ADR-0020: Internal binding-latency SLO must respect the rollup interval

Status: Accepted

Date: 2026-05-08

Context

The scaleway-50k Pod-mode cloud run (M44 default; 50 kwok clusters × 1K Pods, 30-min soak) failed pass() with internalBindingLatencyP99Seconds 50.864 s > 5 s SLO. Two rounds of optimisation followed:

Drop A (5bbae86 … 7668f50): fresh inv.Snapshot() per cycle, needs.Table.Snapshot index-sort, pod-shim binder MaxConcurrentReconciles 16 → 64, operator/pod-shim/upc QPS plumbed from one knob.
These collapsed shard cycle p99 from 8.192 s to 0.294 s and demand cleared at 49996/49950 active. Internal binding latency stayed at 50.86 s.

The remaining latency is dominated by a structural floor the harness baked in but the SLO never accounted for: the operator’s rollupInterval defaults to 10 s (pkg/operator/operator.go:131). A Pod that arrives just after a rollup tick waits up to one full interval before the shard sees its CR, so the 10 s rollup interval is a hard p99 floor on internal binding latency.

Stage-by-stage budget (post-fix, scaleway-50k shape):

Stage	p99 contribution	Notes
Pod create → Unschedulable patch (pod-shim)	~50 ms	trivial under any QPS
Unschedulable → CR (unschedulable-pod-controller)	~50 ms	trivial
CR → next rollup tick	up to 10 s	`rollupInterval` default
Rollup processing (operator)	60 ms	measured
Shard cycle (Phase 1 → Bootstrap)	0.3 s	post-Drop-A
NodeStateUpdate → UpcomingNode	~50 ms	apiserver write
Binder burst-drain tail (post-fix)	4–5 s	M44.4 binder fix
Bind subresource	~50 ms	trivial
Sum	~15 s

A 5 s SLO is therefore unachievable for any profile that runs the operator with the production-default 10 s rollup interval, regardless of how fast the rest of the chain becomes. The choice is binary: lower rollupInterval per-profile (treating it as a tunable rather than a production posture), or raise the SLO to acknowledge it as a floor.

Decision

The internal-binding-latency SLO is set to 15 s. The 10 s rollup interval is treated as a deliberate production posture, and the SLO is sized as rollupInterval + 5 s of chain-execution headroom.

Specifically:

The runner’s default internalBindingLatencyP99Seconds becomes 15 s (was 5 s).
The four cloud profiles (scaleway-{50k,500k,1m,5m}) carry an explicit internalBindingLatencyP99Seconds: 15 override rather than falling through to the default.
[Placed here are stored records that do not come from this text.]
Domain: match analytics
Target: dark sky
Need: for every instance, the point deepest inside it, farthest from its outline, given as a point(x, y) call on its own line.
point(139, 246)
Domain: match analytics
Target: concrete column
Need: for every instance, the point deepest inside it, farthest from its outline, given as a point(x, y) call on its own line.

Explicit is more self-documenting — anyone reading the profile sees the active SLO without having to know the default.
A profile that lowers rollupInterval may also lower the SLO override accordingly. The relationship is documented as a guideline: internalBindingLatencyP99 ≤ rollupInterval + 5 s is the recommended ceiling at the cluster sizes this harness covers.
ADR-0014’s tiered targets (5 s / 60 s / 300 s for critical / services / batch) describe the user-facing ceiling — the floor a deployer can promise to their workloads. ADR-0018 already established that the harness’s internalBindingLatency is internal-only, contributing to but not equal to the user-facing number. This ADR closes the loop: the harness’s internal SLO must respect the harness’s own structural floor.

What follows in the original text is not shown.